According to Breibart, a recently published report by the AidData Project at the College of William and Mary in Virginia, China’s Belt and Road Initiative (BRI) is supported by the Chinese Communist Party (CCP). The CCP promotes it to assist emerging economies, which benefit the CCP while also “assisting their partners,” increasingly mired in mounting debt burdens.
Research from international development research lab AidData said that Hundreds of lower-income governments are saddled with debt that isn’t on their balance sheets. It’s due to President Xi Jinping’s Belt and Road Initiative, which involves opaque partnerships with state banks and corporations.
The massive loans to BRI projects are made on “less generous terms than OECD loans,” AidData said. For example, while the OECD average interest rate is 1% and the repayment term is 28 years, the BRI imposes a loan interest rate of 4.2% and a significantly shorter repayment term, averaging less than ten years. Since the program’s inception in 2013, China has invested more than $843 billion in constructing roads, bridges, ports, and hospitals in 163 countries, including many in Africa and Central Asia.
The report also emphasizes that China’s foreign loans have higher interest rates and require collateral and credit insurance conditions for more prominent and riskier development projects. Nearly 70% of this amount has been lent to state-owned banks or joint ventures between Chinese businesses and local partners in countries already heavily indebted to Beijing, according to AidData executive director Brad Parks.
Anger is growing over the amount of Chinese money pouring into places like Balochistan in southwestern Pakistan.
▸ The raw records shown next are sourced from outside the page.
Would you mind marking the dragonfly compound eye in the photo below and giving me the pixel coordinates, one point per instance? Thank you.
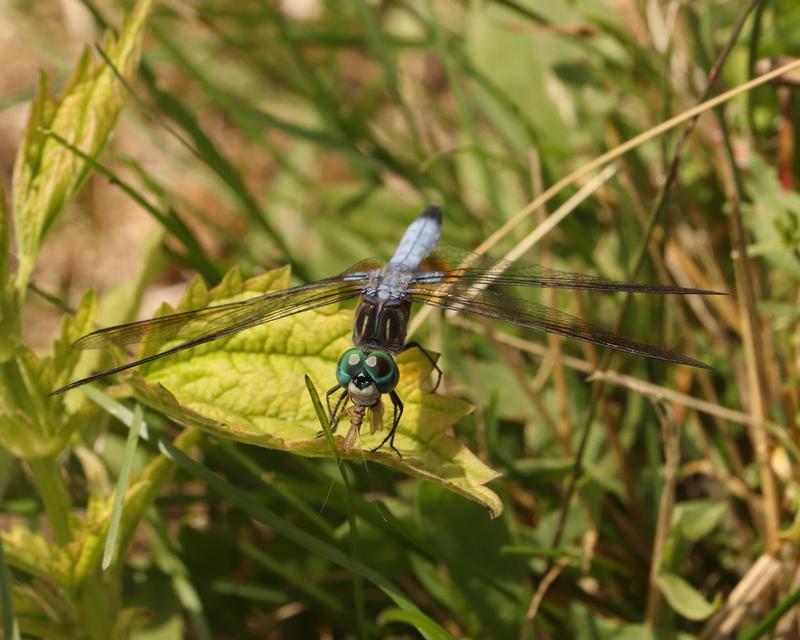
(382, 368)
(350, 365)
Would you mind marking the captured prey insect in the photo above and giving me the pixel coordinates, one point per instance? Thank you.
(419, 272)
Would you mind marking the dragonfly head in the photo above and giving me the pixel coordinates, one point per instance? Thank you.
(367, 375)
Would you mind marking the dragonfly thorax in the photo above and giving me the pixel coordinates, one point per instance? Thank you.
(381, 325)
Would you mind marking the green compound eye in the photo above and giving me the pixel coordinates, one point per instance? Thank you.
(350, 365)
(382, 368)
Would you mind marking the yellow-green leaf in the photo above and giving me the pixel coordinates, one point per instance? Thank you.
(46, 174)
(683, 597)
(249, 387)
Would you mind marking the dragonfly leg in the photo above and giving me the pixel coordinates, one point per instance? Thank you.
(333, 413)
(417, 345)
(398, 413)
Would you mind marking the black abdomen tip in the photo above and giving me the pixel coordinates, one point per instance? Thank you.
(432, 211)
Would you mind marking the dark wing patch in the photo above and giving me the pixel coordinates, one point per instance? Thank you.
(495, 306)
(484, 271)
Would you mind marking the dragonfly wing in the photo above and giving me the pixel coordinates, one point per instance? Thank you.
(495, 306)
(210, 321)
(200, 326)
(451, 264)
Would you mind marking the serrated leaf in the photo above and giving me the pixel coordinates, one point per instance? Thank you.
(249, 387)
(683, 597)
(47, 175)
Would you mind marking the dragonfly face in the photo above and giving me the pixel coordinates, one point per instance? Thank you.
(367, 375)
(419, 272)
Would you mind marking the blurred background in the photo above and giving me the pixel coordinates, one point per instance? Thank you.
(311, 133)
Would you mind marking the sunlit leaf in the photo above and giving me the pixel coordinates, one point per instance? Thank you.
(249, 387)
(46, 175)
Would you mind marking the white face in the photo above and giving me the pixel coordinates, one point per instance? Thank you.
(366, 397)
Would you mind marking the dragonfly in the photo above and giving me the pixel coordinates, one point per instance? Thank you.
(419, 272)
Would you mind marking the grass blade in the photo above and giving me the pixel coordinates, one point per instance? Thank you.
(122, 485)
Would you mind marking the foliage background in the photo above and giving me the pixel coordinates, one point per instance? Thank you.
(310, 133)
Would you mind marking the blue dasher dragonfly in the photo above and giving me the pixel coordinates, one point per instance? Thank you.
(419, 272)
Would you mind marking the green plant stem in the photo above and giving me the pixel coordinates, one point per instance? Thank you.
(97, 607)
(57, 505)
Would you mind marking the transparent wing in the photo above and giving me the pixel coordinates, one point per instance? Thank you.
(212, 323)
(493, 305)
(444, 265)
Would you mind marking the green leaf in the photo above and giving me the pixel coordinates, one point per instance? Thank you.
(698, 518)
(46, 175)
(683, 597)
(420, 622)
(33, 425)
(249, 387)
(10, 625)
(122, 486)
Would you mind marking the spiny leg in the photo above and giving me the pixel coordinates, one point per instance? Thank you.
(411, 345)
(398, 413)
(333, 413)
Residents say they receive minimal benefit, and militants have launched a series of attacks to destroy the country, undermining Chinese investment.
According to AidData, “the debt burden from China that debtors are carrying is much larger than what research institutions, rating agencies, or intergovernmental organizations with responsibility for monitoring detect.” According to the report, “42 countries currently have Chinese public debt that exceeds 10% of GDP.” Eight of those countries have debts that exceed 30% of their GDP.
“We’re seeing buyer remorse right now with the Belt and Road Initiative,” Parks said. “Many foreign leaders who were eager to join the BRI are now suspending or canceling Chinese infrastructure projects due to debt sustainability concerns.”
One topic covered in the AidData report that is easier to investigate than many other criticisms of China is “debt-trap diplomacy,” which hypothesizes that China encourages developing countries to borrow money they don’t have. Those countries can not pay, allowing China to seize their national assets and squeeze their debt.
Mr. Parks stated that the team’s research indicates that China prefers to “collateralize loans with illiquid assets rather than physical infrastructure,” even though there are already some spectacular examples of collateral.
AidData concludes that Chinese banks generally believe they can profit from grants by looking at thousands of BRI projects spanning many countries rather than just a few geopolitical examples.
“It’s unusual for Beijing to accept mortgages as illiquid assets.” They’re more intelligent than that. “What they want is a cash mortgage, a liquid asset that they can take with them,” Parks explained.